Se tenant au sommet de la montagne Wudan, Jen (Zhang Ziyi) se rappelle la légende que Lo (Chen Chang) lui a racontée dans le désert : « Quiconque ose sauter du haut de la montagne, Dieu exaucera son vœu. Il y a longtemps, les parents d’un jeune homme étaient malades, alors il a sauté. Il n’est pas mort. Il s’est envolé, très loin, pour ne jamais revenir. Il savait que son souhait s’était réalisé. Si tu y crois, ça arrivera. Les anciens disent qu’un cœur fidèle permet aux souhaits de se réaliser. »
Et Jen invite Lo à faire un souhait. Sa réponse : « Être dans le désert, ensemble à nouveau. » Et elle saute, flottant dans les brumes, disparaissant de la vue.
Que s’est-il passé ? Que se passera-t-il ensuite ? Si l’histoire est fidèle à la légende, Jen doit flotter au loin et ne jamais revenir ; pourtant, cela entre en conflit avec le souhait de Lo d’être à nouveau ensemble avec elle dans le désert. Un paradoxe de type zen ? Peut-être.

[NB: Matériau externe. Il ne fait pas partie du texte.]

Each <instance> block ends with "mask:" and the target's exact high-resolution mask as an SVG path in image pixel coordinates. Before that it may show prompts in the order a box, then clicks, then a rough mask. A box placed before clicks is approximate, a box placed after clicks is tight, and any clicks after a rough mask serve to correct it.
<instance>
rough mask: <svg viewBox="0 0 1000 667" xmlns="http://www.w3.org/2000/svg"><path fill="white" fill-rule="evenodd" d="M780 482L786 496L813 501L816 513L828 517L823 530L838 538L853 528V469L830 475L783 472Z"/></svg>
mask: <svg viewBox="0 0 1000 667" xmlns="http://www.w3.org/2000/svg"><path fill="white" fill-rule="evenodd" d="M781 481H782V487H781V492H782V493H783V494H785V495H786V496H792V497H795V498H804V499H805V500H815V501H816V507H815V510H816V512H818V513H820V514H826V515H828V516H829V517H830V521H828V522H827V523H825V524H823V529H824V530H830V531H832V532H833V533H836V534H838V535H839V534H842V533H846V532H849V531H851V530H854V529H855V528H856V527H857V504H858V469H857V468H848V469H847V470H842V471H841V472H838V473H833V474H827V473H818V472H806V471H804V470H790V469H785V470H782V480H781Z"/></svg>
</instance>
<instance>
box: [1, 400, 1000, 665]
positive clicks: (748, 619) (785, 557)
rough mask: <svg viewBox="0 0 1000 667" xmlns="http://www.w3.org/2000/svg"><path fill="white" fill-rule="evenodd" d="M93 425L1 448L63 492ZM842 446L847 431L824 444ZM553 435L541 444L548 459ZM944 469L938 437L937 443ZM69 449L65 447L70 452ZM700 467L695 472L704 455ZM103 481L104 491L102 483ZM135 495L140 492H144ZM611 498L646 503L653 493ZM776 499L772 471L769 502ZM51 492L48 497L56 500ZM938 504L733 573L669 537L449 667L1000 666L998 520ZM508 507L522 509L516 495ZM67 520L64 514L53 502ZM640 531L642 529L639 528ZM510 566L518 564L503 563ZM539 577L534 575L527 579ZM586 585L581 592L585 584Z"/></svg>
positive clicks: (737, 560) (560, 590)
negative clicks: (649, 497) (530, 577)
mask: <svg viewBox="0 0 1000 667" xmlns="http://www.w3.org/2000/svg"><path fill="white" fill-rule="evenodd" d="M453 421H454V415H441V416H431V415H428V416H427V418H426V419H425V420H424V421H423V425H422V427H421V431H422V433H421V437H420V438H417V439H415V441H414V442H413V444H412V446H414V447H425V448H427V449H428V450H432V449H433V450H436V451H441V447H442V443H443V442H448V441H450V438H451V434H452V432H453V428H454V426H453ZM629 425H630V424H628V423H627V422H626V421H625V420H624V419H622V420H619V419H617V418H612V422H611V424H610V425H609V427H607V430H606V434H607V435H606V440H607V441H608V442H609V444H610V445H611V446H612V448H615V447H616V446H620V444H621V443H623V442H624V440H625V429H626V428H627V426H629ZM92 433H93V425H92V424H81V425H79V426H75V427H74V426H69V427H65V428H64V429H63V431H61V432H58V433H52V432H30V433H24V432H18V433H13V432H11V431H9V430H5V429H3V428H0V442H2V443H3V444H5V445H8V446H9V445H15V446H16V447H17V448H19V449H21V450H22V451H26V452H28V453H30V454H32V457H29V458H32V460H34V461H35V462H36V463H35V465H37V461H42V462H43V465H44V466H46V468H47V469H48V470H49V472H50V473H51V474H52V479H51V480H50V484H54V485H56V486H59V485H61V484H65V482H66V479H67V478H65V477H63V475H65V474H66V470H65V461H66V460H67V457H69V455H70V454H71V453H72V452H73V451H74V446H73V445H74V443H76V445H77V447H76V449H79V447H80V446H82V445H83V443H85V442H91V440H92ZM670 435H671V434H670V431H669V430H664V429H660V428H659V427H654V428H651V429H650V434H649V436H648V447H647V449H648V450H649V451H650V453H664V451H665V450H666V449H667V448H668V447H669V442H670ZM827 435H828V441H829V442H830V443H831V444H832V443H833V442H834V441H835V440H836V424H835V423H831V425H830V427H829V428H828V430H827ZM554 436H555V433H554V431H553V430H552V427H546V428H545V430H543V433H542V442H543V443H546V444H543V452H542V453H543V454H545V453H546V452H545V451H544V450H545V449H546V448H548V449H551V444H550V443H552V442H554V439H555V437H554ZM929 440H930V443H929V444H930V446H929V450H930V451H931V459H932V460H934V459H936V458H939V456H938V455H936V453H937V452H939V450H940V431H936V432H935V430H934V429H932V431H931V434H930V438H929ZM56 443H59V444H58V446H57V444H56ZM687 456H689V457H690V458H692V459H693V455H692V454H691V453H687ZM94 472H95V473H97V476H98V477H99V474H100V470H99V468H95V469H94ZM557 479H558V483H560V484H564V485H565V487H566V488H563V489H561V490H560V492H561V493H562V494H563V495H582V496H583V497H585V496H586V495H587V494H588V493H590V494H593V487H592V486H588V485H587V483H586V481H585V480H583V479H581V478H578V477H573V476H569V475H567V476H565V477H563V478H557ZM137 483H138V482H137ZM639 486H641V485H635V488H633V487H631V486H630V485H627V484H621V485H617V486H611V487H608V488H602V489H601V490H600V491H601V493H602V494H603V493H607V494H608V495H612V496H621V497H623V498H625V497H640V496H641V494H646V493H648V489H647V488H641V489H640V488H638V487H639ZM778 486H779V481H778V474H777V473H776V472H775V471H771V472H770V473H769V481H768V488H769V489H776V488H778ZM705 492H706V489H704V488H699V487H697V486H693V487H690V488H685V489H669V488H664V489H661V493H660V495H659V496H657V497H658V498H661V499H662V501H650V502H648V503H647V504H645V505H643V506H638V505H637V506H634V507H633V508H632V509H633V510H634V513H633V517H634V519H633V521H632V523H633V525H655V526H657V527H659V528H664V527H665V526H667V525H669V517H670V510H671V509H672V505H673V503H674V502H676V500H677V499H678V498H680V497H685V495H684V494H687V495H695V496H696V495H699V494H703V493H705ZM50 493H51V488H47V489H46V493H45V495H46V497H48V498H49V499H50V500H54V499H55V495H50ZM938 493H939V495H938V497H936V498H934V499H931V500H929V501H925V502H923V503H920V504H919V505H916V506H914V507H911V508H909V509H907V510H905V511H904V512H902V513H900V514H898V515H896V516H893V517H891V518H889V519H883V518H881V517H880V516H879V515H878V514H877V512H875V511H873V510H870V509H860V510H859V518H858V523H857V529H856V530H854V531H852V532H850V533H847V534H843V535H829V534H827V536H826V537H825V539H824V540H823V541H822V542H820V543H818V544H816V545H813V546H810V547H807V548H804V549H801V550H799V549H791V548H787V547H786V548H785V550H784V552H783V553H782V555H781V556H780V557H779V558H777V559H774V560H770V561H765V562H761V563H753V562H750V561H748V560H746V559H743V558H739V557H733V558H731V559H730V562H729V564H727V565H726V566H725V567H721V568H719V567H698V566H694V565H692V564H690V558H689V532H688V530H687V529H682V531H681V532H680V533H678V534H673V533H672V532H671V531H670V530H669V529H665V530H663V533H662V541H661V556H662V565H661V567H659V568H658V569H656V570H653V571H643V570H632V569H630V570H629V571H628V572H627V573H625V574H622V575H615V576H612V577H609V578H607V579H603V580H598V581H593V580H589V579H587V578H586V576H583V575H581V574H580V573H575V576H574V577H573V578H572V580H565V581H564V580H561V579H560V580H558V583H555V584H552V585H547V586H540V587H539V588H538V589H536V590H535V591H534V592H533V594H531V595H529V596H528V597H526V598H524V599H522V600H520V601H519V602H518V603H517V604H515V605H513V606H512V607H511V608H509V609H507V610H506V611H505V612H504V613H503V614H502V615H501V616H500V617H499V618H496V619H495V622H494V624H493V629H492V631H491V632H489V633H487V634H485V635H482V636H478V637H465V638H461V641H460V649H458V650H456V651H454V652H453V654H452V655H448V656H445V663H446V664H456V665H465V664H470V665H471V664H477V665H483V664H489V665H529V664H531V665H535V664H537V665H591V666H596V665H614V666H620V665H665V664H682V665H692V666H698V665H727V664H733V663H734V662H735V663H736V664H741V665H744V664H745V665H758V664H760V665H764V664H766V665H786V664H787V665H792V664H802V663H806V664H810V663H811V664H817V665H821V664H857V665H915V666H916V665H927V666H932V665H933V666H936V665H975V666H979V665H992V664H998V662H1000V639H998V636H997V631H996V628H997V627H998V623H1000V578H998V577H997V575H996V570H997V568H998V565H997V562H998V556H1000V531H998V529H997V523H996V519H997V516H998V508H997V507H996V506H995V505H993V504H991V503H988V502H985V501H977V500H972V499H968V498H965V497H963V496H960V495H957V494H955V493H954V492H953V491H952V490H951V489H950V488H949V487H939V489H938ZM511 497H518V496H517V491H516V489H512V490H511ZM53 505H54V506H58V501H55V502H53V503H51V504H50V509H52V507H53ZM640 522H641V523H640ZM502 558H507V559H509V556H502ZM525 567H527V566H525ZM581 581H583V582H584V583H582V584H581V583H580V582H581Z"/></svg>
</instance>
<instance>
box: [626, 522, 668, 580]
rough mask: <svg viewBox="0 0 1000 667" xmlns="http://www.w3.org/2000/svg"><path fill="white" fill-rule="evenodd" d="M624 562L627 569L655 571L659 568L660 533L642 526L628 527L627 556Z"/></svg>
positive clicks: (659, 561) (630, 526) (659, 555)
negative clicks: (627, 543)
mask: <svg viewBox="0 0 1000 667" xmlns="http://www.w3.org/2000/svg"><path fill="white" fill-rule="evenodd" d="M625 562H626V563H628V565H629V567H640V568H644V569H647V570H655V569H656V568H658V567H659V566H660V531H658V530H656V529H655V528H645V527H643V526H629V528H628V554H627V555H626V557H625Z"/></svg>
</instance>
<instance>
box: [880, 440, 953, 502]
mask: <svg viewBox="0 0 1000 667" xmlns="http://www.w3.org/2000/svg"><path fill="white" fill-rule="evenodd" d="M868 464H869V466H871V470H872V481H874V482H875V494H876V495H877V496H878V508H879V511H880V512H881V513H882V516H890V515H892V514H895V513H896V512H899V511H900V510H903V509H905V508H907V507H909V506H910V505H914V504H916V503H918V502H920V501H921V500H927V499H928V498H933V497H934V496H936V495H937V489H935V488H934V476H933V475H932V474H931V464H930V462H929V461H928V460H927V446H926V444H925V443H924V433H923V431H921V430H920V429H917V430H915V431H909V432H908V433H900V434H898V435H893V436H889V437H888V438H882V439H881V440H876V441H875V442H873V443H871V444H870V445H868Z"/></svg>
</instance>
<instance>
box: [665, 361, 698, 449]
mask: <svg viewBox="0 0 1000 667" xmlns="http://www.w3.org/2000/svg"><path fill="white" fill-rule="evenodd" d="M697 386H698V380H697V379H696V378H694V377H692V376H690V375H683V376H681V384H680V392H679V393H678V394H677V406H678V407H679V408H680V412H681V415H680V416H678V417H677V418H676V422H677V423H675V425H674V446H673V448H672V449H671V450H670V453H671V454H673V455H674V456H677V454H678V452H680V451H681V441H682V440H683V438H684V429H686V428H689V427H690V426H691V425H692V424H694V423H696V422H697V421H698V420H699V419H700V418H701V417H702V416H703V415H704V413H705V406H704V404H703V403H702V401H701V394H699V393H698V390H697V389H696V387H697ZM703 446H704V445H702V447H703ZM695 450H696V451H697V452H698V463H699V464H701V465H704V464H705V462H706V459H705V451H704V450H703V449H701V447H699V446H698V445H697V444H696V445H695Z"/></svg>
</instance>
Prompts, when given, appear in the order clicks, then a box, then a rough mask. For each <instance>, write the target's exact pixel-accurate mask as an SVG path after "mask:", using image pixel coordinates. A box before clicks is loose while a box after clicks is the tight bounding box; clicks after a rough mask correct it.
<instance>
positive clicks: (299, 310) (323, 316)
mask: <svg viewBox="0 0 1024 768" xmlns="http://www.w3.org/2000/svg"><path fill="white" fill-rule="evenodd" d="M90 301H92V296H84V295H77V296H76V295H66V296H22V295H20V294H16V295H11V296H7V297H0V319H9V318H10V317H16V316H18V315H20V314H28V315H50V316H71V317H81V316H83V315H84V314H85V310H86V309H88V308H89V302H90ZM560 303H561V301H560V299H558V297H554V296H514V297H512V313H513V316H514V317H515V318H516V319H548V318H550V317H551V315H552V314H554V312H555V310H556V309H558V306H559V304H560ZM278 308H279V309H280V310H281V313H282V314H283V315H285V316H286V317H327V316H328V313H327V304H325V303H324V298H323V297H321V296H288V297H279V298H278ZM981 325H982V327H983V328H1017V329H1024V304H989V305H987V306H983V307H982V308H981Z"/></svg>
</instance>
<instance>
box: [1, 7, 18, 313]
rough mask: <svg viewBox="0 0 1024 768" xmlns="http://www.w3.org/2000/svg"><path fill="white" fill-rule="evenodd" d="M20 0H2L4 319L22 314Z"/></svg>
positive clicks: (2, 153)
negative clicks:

Il serait facile d’imaginer que Jen elle-même fasse un vœu différent au nom de Li Mu Bai ; pourtant, rien dans la scène ne suggère que c’est le cas, et d’ailleurs, cela ferait de son invitation à Lo un hareng rouge plutôt étrange, pour ne pas dire une raillerie cruelle.
Peut-être que Lo doit apprendre que l’on ne peut pas toujours avoir ce que l’on souhaite ; ou peut-être encore que le vœu lui-même peut ramener le fuyard, ce qui a pour effet de » tromper » la règle selon laquelle le fuyard doit s’éloigner pour toujours. Une autre possibilité est que Jen puisse continuer à être avec Lo d’une certaine manière spirituelle dans le désert de ses errances ; ou qu’ils puissent être réunis après la mort, soit dans une autre incarnation, soit dans un royaume spirituel de l’au-delà.
Le scénario le plus probable, je pense, est que nous reverrons Jen dans la suite. Ce que l’on peut dire maintenant, c’est que le saut de la foi de Jen semble évoquer un désir d’avoir un « cœur fidèle ». D’une certaine façon, il s’agit d’une tentative d’expiation de ses méfaits passés, d’une manière ou d’une autre, d’arranger les choses ; il est même possible de voir une allusion christologique dans l’image de Jen suspendue dans l’espace, les bras tendus sur les côtés. Quoi qu’il en soit, il s’agit d’une image finale évocatrice et puissante dans un film regorgeant d’images éblouissantes et d’une beauté mystérieuse.